Glencore Bunge
BARR, SWITZERLAND – Glencore plc, the Switzerland-based miner and commodities trader, has made a takeover approach for U.S. grain trader Bunge Ltd., according to multiple media reports on May 23.

Shares of the White Plains, New York, U.S.-based company soared by as much as 17% minutes after news of Glencore’s takeover approach was reported, the biggest intraday jump for the company in nine years.

Glencore released a statement after reports had surfaced of the takeover approach that said: “Glencore notes recent media speculation regarding an approach by Glencore to Bunge Limited. Glencore confirms that Glencore Agriculture Limited (Glencore’s non-consolidated agriculture joint venture) has made an informal approach to Bunge Limited regarding a possible consensual business combination. Following the informal approach from Glencore Agriculture Limited, discussion may or may not materialize and there is no certainty that any transaction will occur.”

In response to Glencore’s statement, Bunge issued its own press release stating that it is “not engaged in business combination discussions with Glencore Agriculture Limited or Glencore plc.” The company added that it was “committed to continuing to execute its global agri-foods strategy and pursuing opportunities for driving growth and value creation.”

During a Feb. 23 earnings call, Ivan Glasenberg, chief executive officer of Glencore, said the company was ready to focus on regrowth in the agricultural sector. During the past several years, Glencore had sold assets, including 50% of its agricultural segment, and reduced its debt by millions of dollars.

“It was a shrink to grow,” Glasenberg said during the conference call. “Yes, ag is a smaller part of our business, because now we’re only equity count 50% of it. But the idea of selling 50% was the reason that we did. It was to set up a structure where we can grow.”

He then mentioned that it planned to obtain infrastructure in areas of the world that the company does not have strong footprint, including the United States.

“We need to get bigger in the United States,” he said. “It’s a part of the business we miss. We don’t have infrastructure in the United States in the ag part of the business. We need infrastructure. Infrastructure is the key to the business. You can’t trade in the ag space without big infrastructure. So we need to buy infrastructure.
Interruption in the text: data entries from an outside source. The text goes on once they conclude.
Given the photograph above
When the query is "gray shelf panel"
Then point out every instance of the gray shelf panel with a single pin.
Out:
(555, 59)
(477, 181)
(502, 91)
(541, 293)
We need to definitely grow South America and the United States a bit more.”

In 2012, Glencore bought Canadian grain merchant Viterra Inc. for $4.8 billion.

Glencore is one of the world’s two biggest wheat traders, handling 18% of the world’s seaborne trade, and is one of the top three in Russia, Canada, Australia and the E.U. The group is vying for a position among the world’s biggest “ABCD” commodity traders – Archer Daniels Midland Co., Bunge, Cargill Inc., and Louis Dreyfus Commodities BV.

Bunge, which has more than 400 facilities in more than 40 countries worldwide, has a market value of more than $11 billion. It reported net sales in 2016 of $42.9 billion, down slightly from $43.4 billion in 2015.

Glencore is scheduled to hold its annual shareholders meeting on May 24, while Bunge’s annual shareholders meeting is set for May 25.